The times that small steps are what you can take

David Nelson

Late in the morning last Monday I took advantage of a rare sunny day and walked the Clear Creek Trail in Silverdale. I started at the south end at the Sa'Qad Interpretive Center, taking the path up the east side of the creek. A few minutes in, I felt awful.

The sunshine and exercise, typically enough to buoy any mood, couldn't pick up the beer cans and empty containers strewn in the section behind Levin Road and up to where the trail hits Mickelberry, where across the street there's clearly an encampment serving as another reminder of the persistent struggle to house everyone in this community. And then at Myhre there were three abandoned grocery carts, arranged neatly yet far from their homebase at Target and certainly not enhancing the landscape of an important urban environmental preserve.

I turned around, using the west side of the creek trail for my return. Within minutes I was passing adult and teenage volunteers picking up garbage and doing some winter pruning, marking the Martin Luther King Jr. holiday with a day of service — and returning the optimism to my sunny day off.

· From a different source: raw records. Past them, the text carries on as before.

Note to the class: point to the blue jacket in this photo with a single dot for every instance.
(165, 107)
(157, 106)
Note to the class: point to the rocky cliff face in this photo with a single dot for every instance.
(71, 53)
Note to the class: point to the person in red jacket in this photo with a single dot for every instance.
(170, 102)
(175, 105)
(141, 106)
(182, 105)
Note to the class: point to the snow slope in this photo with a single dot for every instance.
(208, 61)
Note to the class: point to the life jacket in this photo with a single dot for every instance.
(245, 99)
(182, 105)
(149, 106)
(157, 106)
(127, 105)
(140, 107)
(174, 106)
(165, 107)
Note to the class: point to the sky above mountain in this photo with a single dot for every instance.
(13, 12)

Thanks to each one of you, who may not have a solution to the endemic issues that require far more than a few hours of labor but show up and persist in making incremental improvements anyway.

An additional thanks to the handful of you who emailed, texted or even showed up at the Sun this week. The half dozen queries were coincidental, but understandable. Is the Sun doing alright? How can we help? It's a new year on the calendar, which we all know, but it also feels very much like a new time for this newspaper, which is something you don't.

This week reporter Andrew Binion left our newsroom for another job, the third colleague and friend who we have said goodbye to in the past few months. I've mentioned each one to you because it's important to recognize their service to the community and the impact those life decisions have on the Sun's present situation. I feel lucky to have worked with Andrew for so long — he's one of a rare cohort to have been laid off by the Sun and then return to start a nine-year run as our courts and public safety reporter. We sent him off on Wednesday, and his parting shot was encouragement for our staff to keep up the fight; which, to answer the question a few of you posed this week, we will. One way or another, we will, along with the support from the community of you all — who read, who subscribe, who send us news tips, who participate with a letter to the editor or a guest column, who keep asking how they can help. Just like the trail volunteers who won't alone solve the issues that lead to an abandoned tent strewn, a single action can't return local journalism to what this community deserves — but that won't stop us from showing up for the incremental steps that can be part of the solution.

One of my memorable lines from Binion was his reply when he was asked to do what we call a weather story several years ago: Open the window, there's your weather story.

We are reassured when we're given the forecast, but everyone in the Pacific Northwest learns you still have to look at what's in front of you to know how to dress each day. Our newsroom has a challenge as we begin 2023, as that handful of you noticed. I can't predict how the Sun is going progress as this institution approaches 88 years of covering the community, but I know there's still a story each day, and there's people who remain and care, and we hear you when you tell us it still matters.